Reviews of The Last Man on Earth (1964) and related work

The Last Man on Earth (1964Moving picture, 86 minutes)

A plague that started in Europe seems at first to have wiped out all humans except for one man, a middle-aged scientist with immunity. The victims of the plague do not stay dead. The scientist spends his nights listening to them trying to smash their way into his barricaded home. Meanwhile, a colony of people who are not immune have devised a partial cure, preserving their intelligence. They have formed a new night-time society, which loses members to the actions of a hated freak.

Post-apocalyptic horror with a nicely weak hero. Bad writing, pacing, acting and religion. The classic vampire weaknesses round out the film’s ridiculousness. Based on the novel I Am Legend.

References here: Story of Science Fiction (2018).

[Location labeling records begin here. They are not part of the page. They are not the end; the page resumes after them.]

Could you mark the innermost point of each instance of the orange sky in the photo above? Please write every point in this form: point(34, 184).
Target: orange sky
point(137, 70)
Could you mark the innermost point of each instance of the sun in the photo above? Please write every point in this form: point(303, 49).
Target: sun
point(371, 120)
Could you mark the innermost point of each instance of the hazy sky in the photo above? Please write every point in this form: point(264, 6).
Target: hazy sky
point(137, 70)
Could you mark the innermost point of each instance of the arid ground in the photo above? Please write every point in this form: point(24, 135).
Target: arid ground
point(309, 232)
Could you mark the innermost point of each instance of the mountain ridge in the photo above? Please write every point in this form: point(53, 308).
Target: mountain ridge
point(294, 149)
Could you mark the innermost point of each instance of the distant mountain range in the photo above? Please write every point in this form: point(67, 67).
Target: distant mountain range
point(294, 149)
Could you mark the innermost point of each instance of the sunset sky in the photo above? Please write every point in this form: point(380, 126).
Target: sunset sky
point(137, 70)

moving picture zombie fiction

The Omega Man (1971Moving picture, 98 minutes)

Wise-cracking Messianic action, more influenced by “Paris Asleep” (1924) and similar “exploitation”. The victims of the plague are not undead or unintelligent, they just happen to have a religion opposing the use of technology, because the plague started with a global war.

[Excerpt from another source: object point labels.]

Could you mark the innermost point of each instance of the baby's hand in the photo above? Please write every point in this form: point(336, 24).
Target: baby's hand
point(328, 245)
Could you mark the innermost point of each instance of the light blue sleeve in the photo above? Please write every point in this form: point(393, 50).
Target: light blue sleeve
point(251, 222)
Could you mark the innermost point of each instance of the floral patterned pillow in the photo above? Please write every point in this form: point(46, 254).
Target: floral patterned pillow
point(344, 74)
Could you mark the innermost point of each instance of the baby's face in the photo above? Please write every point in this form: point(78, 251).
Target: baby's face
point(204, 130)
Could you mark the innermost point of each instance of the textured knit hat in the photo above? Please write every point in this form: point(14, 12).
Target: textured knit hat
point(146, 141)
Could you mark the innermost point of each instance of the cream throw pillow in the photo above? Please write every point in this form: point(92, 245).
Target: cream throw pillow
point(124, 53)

Inferior in almost every way, and not much to do with zombies or the earlier filming.

References here: Lucifer’s Hammer (1977), Story of Science Fiction (2018).

moving picture same source material fiction

I Am Legend (2007Moving picture, 101 minutes)

The victims of the plague (undead again) are super-zombies who do not communicate.

Blockbuster. Begins as a reasonable compromise between the two previous films, but deteriorates. Visual effects supervisor Janek Sirrs has apparently stated that the original ending was rejected after a test audience screening because it humanized the victims, which would have given the film at least a shadow of the point of the book. Instead, there is only spectacle, and only the first half of that holds interest.

References here: Story of Science Fiction (2018).